What do we mean by ‘friction’?
Friction is anything that makes progress harder than it needs to be. It’s not always obvious. Have you ever heard anyone say ‘it’s just how things are done around here’?
Friction shows up as:
• Decisions that require unnecessary approval
• Meetings that end with actions, but little movement
• Messages sent to avoid direct conversations
• Leaders acting as bottlenecks without realising it
Individually, these moments feel small. Collectively, they accumulate, slowing work down and exhausting people in the process. As Huggy Rao describes it in his book “The Friction Project”: Smart leaders make the right things easier and the wrong things harder. Friction fixing is about challenging and redesigning what we do, so that things run more smoothly.
When progress stalls, the instinct is often to apply more pressure:
• Work harder
• Move faster
• Check in more frequently
But pressure applied to a poorly designed system doesn’t create momentum, it creates exhaustion.
We see this most clearly with leaders who feel indispensable. Work moves quickly when they’re present and slows down when they’re not. This is rarely because their teams lack capability, but because decision guardrails aren’t clear. Without clarity, people hesitate. Removing friction doesn’t mean lowering standards. It means raising clarity.
Three common friction patterns we see in teams
1. Decision paralysis
When someone believes that a decision needs senior sign‑off (whether this is a process or a perception), progress slows and confidence reduces.
A simple question you can ask your teams:
Could an important piece of work move forward if I (the leader) was offline for 48 hours? If not, what would need to happen?
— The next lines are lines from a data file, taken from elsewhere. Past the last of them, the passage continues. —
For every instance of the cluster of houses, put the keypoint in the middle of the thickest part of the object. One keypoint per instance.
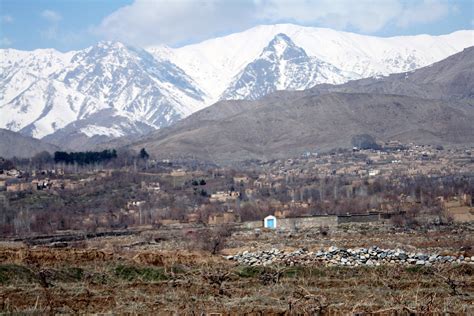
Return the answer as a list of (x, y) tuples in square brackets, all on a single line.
[(18, 181)]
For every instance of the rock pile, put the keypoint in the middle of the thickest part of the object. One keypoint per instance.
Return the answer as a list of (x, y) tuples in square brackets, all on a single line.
[(373, 256)]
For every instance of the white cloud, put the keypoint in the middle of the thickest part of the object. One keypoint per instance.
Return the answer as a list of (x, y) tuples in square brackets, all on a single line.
[(363, 15), (169, 21), (6, 19), (146, 22), (51, 16), (5, 42)]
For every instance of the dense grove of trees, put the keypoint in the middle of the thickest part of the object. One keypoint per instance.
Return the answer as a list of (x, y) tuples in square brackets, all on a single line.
[(84, 158)]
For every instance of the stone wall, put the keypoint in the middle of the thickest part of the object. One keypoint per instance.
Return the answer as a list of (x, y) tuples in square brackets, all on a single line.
[(306, 222), (358, 218)]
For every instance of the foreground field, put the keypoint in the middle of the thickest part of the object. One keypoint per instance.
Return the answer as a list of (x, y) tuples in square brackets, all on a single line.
[(157, 272)]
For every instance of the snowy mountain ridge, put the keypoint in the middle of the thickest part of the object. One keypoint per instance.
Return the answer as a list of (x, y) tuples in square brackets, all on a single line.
[(214, 63), (112, 90)]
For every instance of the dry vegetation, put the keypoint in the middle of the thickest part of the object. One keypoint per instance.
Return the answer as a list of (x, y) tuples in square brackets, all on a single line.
[(156, 272)]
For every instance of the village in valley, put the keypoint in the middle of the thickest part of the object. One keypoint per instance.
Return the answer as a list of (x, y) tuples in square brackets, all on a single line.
[(101, 221)]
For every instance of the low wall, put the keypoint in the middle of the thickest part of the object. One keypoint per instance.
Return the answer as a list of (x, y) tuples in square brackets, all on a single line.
[(306, 222), (358, 218)]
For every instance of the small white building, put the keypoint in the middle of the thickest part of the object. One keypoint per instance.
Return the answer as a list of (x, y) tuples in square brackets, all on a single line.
[(270, 222)]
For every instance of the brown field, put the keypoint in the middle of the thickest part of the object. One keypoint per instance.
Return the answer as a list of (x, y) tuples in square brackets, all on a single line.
[(160, 272)]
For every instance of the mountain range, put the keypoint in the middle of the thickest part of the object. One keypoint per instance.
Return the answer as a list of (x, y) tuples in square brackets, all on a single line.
[(82, 98), (431, 105)]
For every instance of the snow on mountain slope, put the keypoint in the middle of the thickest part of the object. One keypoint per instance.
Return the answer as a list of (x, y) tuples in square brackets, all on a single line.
[(214, 63), (107, 75), (282, 66), (44, 91), (20, 69)]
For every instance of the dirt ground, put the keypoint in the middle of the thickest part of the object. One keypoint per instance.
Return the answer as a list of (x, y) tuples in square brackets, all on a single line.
[(159, 272)]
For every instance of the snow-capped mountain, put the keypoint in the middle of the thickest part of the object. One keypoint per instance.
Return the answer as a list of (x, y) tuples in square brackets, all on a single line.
[(214, 63), (283, 66), (44, 92), (109, 75)]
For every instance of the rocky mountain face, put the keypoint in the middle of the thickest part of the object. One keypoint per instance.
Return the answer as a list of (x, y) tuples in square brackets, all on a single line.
[(282, 66), (290, 123), (66, 96)]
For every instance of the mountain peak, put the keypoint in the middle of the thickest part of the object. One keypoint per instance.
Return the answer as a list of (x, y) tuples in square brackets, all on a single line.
[(282, 47)]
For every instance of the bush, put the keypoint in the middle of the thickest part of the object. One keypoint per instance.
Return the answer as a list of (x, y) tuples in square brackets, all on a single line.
[(211, 240)]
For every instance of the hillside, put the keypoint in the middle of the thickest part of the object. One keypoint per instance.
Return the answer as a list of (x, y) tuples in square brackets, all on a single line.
[(291, 123)]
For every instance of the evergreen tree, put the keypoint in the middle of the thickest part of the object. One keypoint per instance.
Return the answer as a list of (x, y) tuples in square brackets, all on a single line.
[(144, 154)]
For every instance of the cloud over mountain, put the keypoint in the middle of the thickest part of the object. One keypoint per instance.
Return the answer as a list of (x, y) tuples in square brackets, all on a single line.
[(148, 23)]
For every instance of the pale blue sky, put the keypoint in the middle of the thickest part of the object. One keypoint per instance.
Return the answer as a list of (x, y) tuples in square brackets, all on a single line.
[(75, 24)]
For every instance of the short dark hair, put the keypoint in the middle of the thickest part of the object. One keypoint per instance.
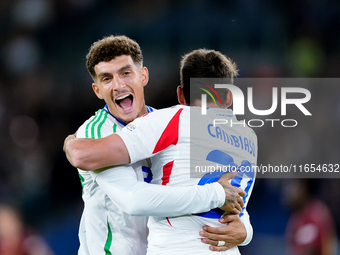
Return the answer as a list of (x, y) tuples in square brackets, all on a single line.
[(110, 47), (204, 63)]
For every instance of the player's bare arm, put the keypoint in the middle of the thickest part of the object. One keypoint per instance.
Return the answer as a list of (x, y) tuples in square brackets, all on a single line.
[(90, 154), (232, 234)]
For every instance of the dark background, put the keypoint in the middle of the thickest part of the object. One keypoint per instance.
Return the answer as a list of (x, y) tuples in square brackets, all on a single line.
[(45, 92)]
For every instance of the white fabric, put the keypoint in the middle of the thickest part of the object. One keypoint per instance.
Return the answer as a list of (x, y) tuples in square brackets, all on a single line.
[(111, 197)]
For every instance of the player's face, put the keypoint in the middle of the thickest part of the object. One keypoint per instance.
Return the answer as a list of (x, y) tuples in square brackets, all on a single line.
[(120, 82)]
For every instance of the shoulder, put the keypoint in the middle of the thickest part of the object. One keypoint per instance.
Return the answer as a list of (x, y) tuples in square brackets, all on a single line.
[(98, 125)]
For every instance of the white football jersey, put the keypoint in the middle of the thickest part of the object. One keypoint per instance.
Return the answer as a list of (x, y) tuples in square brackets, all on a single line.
[(183, 152)]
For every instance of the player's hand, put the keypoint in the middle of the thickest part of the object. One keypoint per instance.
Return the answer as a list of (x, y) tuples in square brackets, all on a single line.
[(65, 147), (229, 236), (233, 201)]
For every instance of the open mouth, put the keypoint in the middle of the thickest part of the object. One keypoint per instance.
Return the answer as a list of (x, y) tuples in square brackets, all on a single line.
[(124, 102)]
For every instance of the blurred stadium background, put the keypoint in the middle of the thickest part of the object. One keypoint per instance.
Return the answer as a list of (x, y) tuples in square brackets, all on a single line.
[(45, 92)]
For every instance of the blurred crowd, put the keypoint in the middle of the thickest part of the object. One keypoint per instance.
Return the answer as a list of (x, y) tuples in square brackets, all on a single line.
[(45, 91)]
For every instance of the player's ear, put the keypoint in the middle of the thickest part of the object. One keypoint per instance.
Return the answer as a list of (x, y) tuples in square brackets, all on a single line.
[(180, 96), (229, 99), (97, 91), (145, 76)]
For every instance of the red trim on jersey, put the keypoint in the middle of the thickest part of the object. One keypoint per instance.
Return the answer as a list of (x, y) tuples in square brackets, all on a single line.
[(170, 134), (167, 169), (168, 221)]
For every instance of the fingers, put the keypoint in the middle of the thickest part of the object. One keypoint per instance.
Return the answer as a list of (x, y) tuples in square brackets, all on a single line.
[(227, 218), (241, 192), (229, 175), (240, 202)]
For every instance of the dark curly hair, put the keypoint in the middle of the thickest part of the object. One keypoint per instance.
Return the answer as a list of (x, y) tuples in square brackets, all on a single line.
[(110, 47)]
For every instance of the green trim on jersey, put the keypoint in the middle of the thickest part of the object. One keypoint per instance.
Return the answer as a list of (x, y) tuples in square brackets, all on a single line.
[(108, 240), (100, 118), (82, 183)]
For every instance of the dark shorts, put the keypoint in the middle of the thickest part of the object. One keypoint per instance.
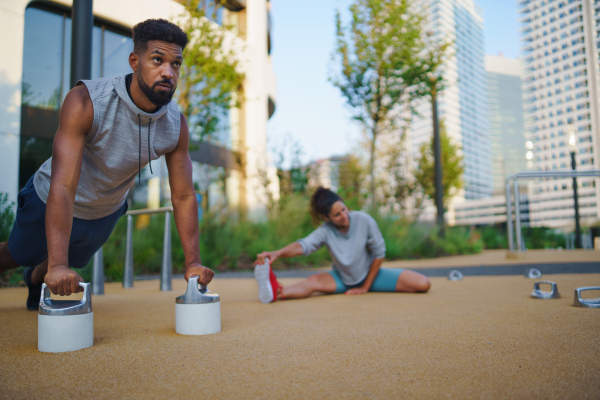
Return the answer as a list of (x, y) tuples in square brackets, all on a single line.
[(27, 242)]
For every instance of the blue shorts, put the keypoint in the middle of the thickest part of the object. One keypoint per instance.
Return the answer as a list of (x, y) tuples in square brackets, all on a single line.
[(385, 281), (27, 242)]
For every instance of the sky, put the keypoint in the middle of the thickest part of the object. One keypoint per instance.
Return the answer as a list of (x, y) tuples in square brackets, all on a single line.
[(309, 109)]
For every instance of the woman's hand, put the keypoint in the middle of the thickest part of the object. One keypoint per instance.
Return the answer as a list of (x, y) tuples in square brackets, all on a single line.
[(357, 290), (260, 258)]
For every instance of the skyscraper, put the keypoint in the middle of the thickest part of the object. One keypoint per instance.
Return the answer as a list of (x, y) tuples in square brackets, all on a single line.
[(560, 97), (463, 104), (506, 119)]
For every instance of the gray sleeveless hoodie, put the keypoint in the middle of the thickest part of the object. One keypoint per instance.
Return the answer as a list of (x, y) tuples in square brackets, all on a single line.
[(122, 140)]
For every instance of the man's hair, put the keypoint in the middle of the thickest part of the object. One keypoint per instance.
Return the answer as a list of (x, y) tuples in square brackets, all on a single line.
[(321, 202), (157, 29)]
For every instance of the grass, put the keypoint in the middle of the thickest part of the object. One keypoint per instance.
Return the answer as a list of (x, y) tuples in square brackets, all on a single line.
[(229, 241)]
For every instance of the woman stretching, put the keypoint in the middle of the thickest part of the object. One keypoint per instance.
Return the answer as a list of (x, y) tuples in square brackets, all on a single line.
[(356, 247)]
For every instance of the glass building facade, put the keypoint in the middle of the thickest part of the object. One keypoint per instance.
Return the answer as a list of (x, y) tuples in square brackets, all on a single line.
[(46, 76), (463, 105), (506, 119), (560, 95)]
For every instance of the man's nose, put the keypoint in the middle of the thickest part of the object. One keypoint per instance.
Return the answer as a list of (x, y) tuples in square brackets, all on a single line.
[(167, 71)]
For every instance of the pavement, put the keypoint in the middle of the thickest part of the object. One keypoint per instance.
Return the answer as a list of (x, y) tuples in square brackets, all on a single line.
[(481, 337)]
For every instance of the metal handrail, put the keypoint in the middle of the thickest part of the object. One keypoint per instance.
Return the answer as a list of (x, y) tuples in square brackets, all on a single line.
[(166, 273), (532, 174)]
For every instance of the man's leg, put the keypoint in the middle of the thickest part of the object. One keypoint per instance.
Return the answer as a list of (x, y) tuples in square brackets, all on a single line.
[(322, 282), (412, 282), (6, 260)]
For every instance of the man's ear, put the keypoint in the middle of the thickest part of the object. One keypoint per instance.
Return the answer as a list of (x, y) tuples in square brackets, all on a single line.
[(134, 60)]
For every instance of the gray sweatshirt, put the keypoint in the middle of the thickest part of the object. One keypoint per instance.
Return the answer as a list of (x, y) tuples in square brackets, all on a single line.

Clarity around decision thresholds, whether it’s budget, risk or client decisions, gives teams permission to act with confidence.
2. Communication fog
Meetings end with actions but work still stalls. Follow‑ups revisit old ground. Ownership feels blurred. Time is wasted. This isn’t a communication problem. It’s a clarity problem.
A simple change you can try to lift the fog:
Finish meetings slightly early and ask each person to state, out loud, what they own and what happens next. Clarity lives in what people leave the room carrying, not what’s written in the minutes.
3. Relationship avoidance
Sometimes friction isn’t about process at all, it’s about people.
When messaging becomes a buffer to avoid direct interaction, vital work slows down or drops in quality. Silos form. Small tensions grow quietly. Strong working relationships reduce friction because they make honest, timely conversations easier. Avoidance makes everything heavier.
Becoming a trustee of your team’s time
At Borderless, we often talk about leaders becoming trustees of their team’s time.This means:
• Protecting people from unnecessary work
• Removing obstacles that drain energy
• Designing systems that support good judgement
When friction is reduced, teams don’t need to be pushed. People focus on what matters. Leaders regain capacity. Work starts to flow.
A practical place to start
To help leaders spot friction early, we’ve created a simple 1‑page Friction Audit.
It’s designed to:
• Highlight where work gets stuck
• Surface patterns that slow momentum
• Prompt better conversations about how work is designed
Email info@borderlessperformance.com to get a copy of our free Friction Audit.
Final thought
High performance isn’t about asking people to do more.
It’s about making it easier to do the right things, and harder to do the wrong ones.